After Monty passed, I thought I was done with dogs, but then my wife and I bought a house with a fenced-in backyard, and we were graced with Dodger, our beloved pup who passed away in July of 2019. I cried for a month (or three) when I lost him, as he meant everything to me. Straight up, he was the best dog ever.

Just last week, after holding off for almost a year, we adopted Marilyn (I'm going to get another dog and name him Monroe) and she, yes, she...might just be the best dog ever. Well, second best. Er, third best? I mean, you can't forget Scooby-Doo, who just might have started this all.
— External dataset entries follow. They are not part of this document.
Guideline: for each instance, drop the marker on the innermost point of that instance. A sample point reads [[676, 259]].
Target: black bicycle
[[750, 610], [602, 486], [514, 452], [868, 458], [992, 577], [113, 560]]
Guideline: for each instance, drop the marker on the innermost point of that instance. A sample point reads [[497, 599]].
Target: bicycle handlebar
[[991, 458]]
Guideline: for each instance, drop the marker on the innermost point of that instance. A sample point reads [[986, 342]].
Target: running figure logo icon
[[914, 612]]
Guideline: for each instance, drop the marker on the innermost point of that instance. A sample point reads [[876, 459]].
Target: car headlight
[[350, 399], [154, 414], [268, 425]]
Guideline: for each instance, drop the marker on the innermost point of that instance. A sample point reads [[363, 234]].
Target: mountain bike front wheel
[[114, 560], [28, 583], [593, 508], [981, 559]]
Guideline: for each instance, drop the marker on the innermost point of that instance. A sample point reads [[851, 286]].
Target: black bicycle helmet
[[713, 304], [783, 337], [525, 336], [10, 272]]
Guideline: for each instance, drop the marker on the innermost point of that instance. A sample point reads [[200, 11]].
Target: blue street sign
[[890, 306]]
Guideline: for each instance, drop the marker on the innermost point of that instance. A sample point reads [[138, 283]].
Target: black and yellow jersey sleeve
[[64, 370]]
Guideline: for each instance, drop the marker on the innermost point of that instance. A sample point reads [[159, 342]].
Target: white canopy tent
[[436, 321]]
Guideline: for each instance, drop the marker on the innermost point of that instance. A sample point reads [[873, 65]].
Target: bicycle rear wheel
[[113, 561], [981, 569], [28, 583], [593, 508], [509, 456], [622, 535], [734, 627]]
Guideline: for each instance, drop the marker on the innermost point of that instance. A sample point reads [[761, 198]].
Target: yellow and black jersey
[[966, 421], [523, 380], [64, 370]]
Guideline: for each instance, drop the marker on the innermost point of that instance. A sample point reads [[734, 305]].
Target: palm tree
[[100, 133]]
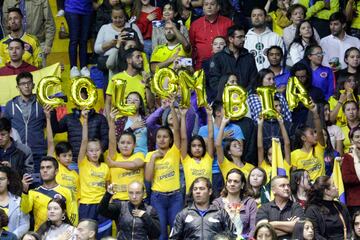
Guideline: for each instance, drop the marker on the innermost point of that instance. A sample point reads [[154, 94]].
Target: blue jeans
[[167, 206], [79, 29]]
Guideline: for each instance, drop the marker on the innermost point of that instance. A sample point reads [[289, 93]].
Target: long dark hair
[[298, 38], [15, 184], [46, 225]]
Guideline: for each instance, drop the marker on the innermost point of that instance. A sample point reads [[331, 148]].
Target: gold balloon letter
[[296, 92], [234, 100], [196, 82], [266, 95], [82, 102], [118, 99], [164, 82], [43, 88]]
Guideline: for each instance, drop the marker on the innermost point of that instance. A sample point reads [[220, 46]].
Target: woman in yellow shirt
[[309, 148], [196, 159], [125, 165], [229, 157], [94, 178], [163, 170]]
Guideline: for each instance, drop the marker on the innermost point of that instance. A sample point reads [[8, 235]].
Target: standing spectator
[[36, 200], [27, 117], [78, 14], [10, 193], [146, 15], [135, 219], [14, 154], [234, 59], [259, 38], [322, 77], [33, 51], [319, 12], [207, 219], [331, 218], [281, 213], [337, 43], [38, 21], [205, 29], [16, 65]]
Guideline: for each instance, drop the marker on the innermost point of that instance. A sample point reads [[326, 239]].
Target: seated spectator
[[16, 65], [351, 111], [175, 48], [86, 229], [135, 219], [281, 213], [265, 78], [322, 77], [300, 184], [331, 218], [319, 13], [346, 90], [4, 221], [265, 231], [57, 224], [234, 59], [14, 154], [169, 14], [201, 211], [260, 37], [19, 223], [27, 117], [145, 14], [304, 36], [349, 170], [304, 230], [241, 208], [334, 45], [296, 14], [32, 54], [279, 17], [202, 34], [258, 186], [275, 56]]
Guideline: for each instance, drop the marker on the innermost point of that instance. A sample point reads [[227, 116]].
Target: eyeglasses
[[22, 84]]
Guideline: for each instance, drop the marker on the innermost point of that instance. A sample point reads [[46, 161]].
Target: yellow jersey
[[227, 165], [93, 181], [37, 201], [194, 169], [163, 52], [166, 171], [69, 179], [122, 177], [32, 54], [313, 161]]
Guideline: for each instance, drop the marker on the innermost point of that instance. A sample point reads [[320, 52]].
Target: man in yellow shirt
[[136, 79], [36, 200], [177, 46]]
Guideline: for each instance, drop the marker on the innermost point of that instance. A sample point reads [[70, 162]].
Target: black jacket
[[189, 224], [130, 227], [97, 125], [224, 63], [19, 156]]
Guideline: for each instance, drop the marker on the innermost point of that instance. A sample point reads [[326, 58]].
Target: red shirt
[[202, 33], [11, 70], [145, 25]]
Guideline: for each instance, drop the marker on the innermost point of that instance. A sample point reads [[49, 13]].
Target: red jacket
[[351, 181], [10, 70]]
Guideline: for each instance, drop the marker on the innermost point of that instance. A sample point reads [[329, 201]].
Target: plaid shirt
[[255, 107]]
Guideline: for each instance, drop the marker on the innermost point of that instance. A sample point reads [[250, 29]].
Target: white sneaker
[[85, 72], [74, 72], [60, 13]]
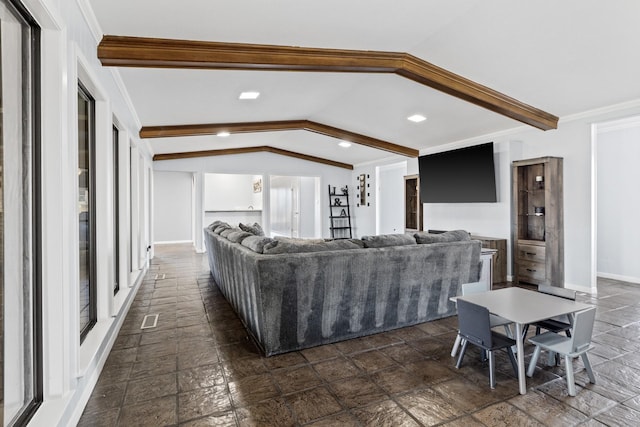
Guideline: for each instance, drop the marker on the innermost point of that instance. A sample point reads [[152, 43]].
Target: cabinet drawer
[[533, 272], [531, 253]]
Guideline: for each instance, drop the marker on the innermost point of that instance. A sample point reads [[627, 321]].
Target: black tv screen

  1. Marilyn is gorgeous! I had a dog growing up that lived to be 15, and after he died I never got another because I don't know if I could go through with that sadness again, even though I love dogs and miss having one.

    Now for Scoob....just, no. I hate the title. I hated the show growing up, I'm so happy my son has zero interest in this so I don't have to suffer through it.

  2. Thank you so much! When she's not being insanely adorable she loses HER DAMN MIND and I'm assuming wants to eat the throats of all passersby. Good thing we have curtains, I suppose.

    Aw, I hear you on the second part of your comment. After Dodge I was like, f--k this, I'm never getting a dog again EVER, and held to it for almost a year. But with all this time in my house, shit, it was now or never. (I swear when my kids movie out, I'm going to be crazy dog guy and collect those f--kers like Pokemon).

    WAIT, WHAAAAAAAAAAAAAAAT?????? You hate Scooby-Doo??? Huh-what??? Your loathing of Shrek is one thing, but this? This? This cuts deep. *curls into ball*

  3. DOGGGGOOOOOO! I had two dogs growing up, German shepherds both but I have discovered in my old age (I can say that, I'm in my 30s!) I've discovered that medium-small dogs fit my personality better. While I adore dogs and cats and all kinds of animals, I feel like the energy of a bigger dog is too much for me :D If that makes sense? Anyway, many dog tests say I need to get a Jack Russell, and considering the fact that I was dead terrified of The Mask as a kid, which had a JR in it, it seems fitting really :D :D

    1. Awwwww, wow, look at us. I too grew up with German shepherds, Getter, and also am with you on the small/medium dogs being a better fit (but my kids wanted a big dog this time around). Good thing Marilyn acts like a small dog (she curls into you at any moment)...but barks like a GIANT ONE.

      HAhahaha...I remember the dog in The Mask, wasn't he...cute? I wonder what freaked you out about him? I'd get a JR for a second dog, I'm just not sure I can handle two of them no matter the size!